The early-1970s context: Audemars Piguet was a small Vallée de Joux house producing roughly 5,000-6,000 watches per year, almost all in gold dress cases. The quartz crisis was beginning to bite; mainstream Swiss watchmaking was collapsing. AP's management under Georges Golay was looking for an unconventional product to position the brand outside the threatened gold-dress segment. The unsolved problem: there was no precedent for a luxury watch made of steel; the categories were "luxury (gold)" or "tool (steel)", and steel meant cheap.
According to Genta's own account, given in interviews until his death in 2011, the call came on a Sunday evening in April 1971 from Georges Golay: AP needed a design for the Italian distributor's requirement of "a steel watch suitable for the gentleman's wrist" to present at Basel 1972. The deadline was the following morning. Genta sketched in his Geneva apartment overnight; in some retellings he was inspired by the old-style deep-sea diver's helmet at the Marina di Pisa where he had spent the previous weekend, the eight-bolt octagonal flange of the helmet visor became the eight-bolt octagonal bezel of the case. The single-page sketch was delivered to AP's development office Monday morning.
"They asked me on a Sunday evening for a watch they would launch in April. The deadline was Monday morning. I sketched the Royal Oak that night."- Gérald Genta on the 1971 commission
The watch that emerged through development was the reference 5402ST, finally presented at the 1972 Basel Fair. Specifications were unprecedented: 39 mm steel case (the "Jumbo" sizing was 6 mm larger than the contemporary norm), octagonal bezel with eight visible hex-head screws, integrated steel bracelet machined as a unit with the case, tapisserie-pattern dial (engine-turned waffle texture), "AP" applied logo, and the in-house Cal. 2121 automatic ultra-thin movement (3.05 mm, descended from the JLC Cal. 920). The launch price was CHF 3,300; for context, a steel Rolex Submariner ref. 5513 was around CHF 1,000 and a Patek Philippe Calatrava in white gold was around CHF 2,500.
The market reception was slow.

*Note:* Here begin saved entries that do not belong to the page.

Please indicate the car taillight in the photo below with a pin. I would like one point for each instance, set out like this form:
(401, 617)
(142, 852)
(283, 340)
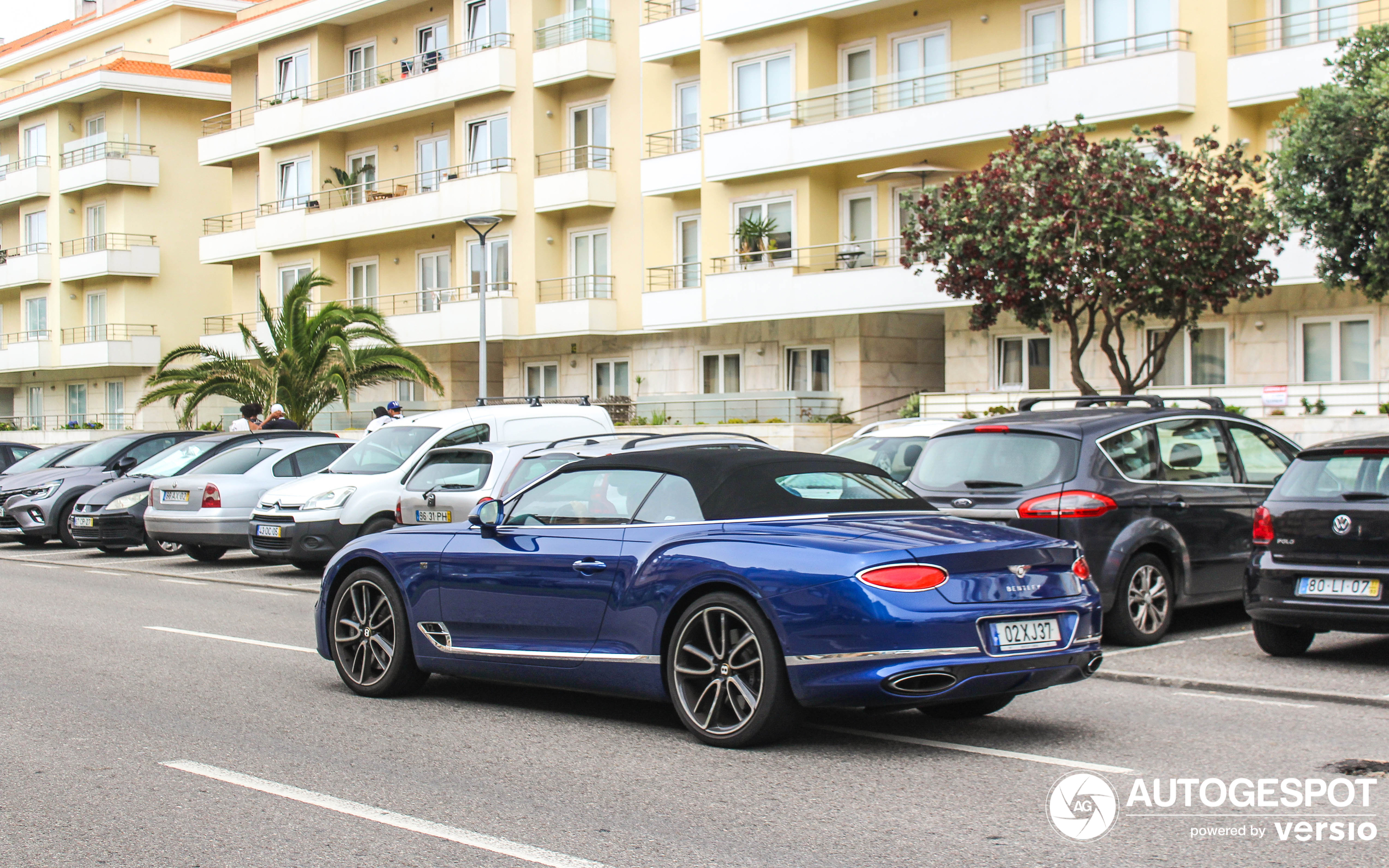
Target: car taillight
(1263, 527)
(1066, 505)
(1081, 568)
(904, 577)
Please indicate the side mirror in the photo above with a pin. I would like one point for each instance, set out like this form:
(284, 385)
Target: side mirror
(485, 517)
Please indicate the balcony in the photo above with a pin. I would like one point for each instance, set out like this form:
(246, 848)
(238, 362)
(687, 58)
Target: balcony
(669, 30)
(25, 266)
(24, 180)
(392, 204)
(120, 163)
(228, 238)
(673, 162)
(575, 178)
(1271, 58)
(580, 304)
(113, 345)
(109, 255)
(966, 102)
(396, 89)
(573, 46)
(819, 281)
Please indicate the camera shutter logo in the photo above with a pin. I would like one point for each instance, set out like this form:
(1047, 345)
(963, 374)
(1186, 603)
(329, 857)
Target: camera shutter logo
(1082, 806)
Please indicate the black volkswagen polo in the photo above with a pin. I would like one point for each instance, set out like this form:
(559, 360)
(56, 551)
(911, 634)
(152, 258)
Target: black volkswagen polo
(1321, 548)
(1162, 499)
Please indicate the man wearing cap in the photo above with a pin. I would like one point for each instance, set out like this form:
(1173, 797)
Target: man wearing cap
(392, 414)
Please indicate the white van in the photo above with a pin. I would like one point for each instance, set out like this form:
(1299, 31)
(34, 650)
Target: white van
(306, 521)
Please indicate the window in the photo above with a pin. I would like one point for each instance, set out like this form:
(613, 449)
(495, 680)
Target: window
(1123, 27)
(921, 64)
(1335, 349)
(1192, 450)
(489, 145)
(1024, 363)
(610, 378)
(721, 373)
(435, 279)
(1198, 352)
(808, 370)
(542, 379)
(588, 131)
(763, 89)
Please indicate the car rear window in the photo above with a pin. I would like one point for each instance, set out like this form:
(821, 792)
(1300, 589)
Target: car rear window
(987, 460)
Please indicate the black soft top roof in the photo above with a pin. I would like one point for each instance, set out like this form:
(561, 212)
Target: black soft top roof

Sales in 1972 were modest; the first 1,000-piece "A Series" run took several years to fully sell. Industry insiders were skeptical: a steel watch priced higher than a Rolex Submariner or a yellow-gold Calatrava seemed absurd. Wholesale distributors hesitated; some boutiques refused to display it. The "1,000 pieces sold out instantly at Basel" anecdote that circulates in modern marketing is, by all serious accounts, a retroactive myth. Italian collectors, particularly through the influential Pisa retailer in Milan, were among the most loyal early buyers; Italy remains a disproportionately strong Royal Oak market.
By the late 1970s the category-defining nature of the design became visible. Patek Philippe launched the Nautilus in 1976, also Genta-designed, also steel, also a porthole-themed integrated-bracelet sports watch (priced at CHF 3,100). IWC, Vacheron Constantin (the Genta-designed 222, 1977), and others followed. The "luxury sports watch" category that the Royal Oak created became one of the dominant segments of the modern industry.
The Royal Oak today is the commercial backbone of Audemars Piguet: roughly 75-80% of AP's production is Royal Oak family (Royal Oak, Royal Oak Offshore, Royal Oak Concept, Code 11.59 sits outside). The reference 5402 has been revised through the 14790, 15202, 15400, 15500, 16202 (50th anniversary, 2022), and the modern Royal Oak Jumbo Extra-Thin 16202. Vintage 1972 "A Series" examples in original condition trade at CHF 200,000-CHF 500,000+ at auction; the design has been continuously in production for over 50 years, the longest-running luxury sports watch line in Swiss watchmaking.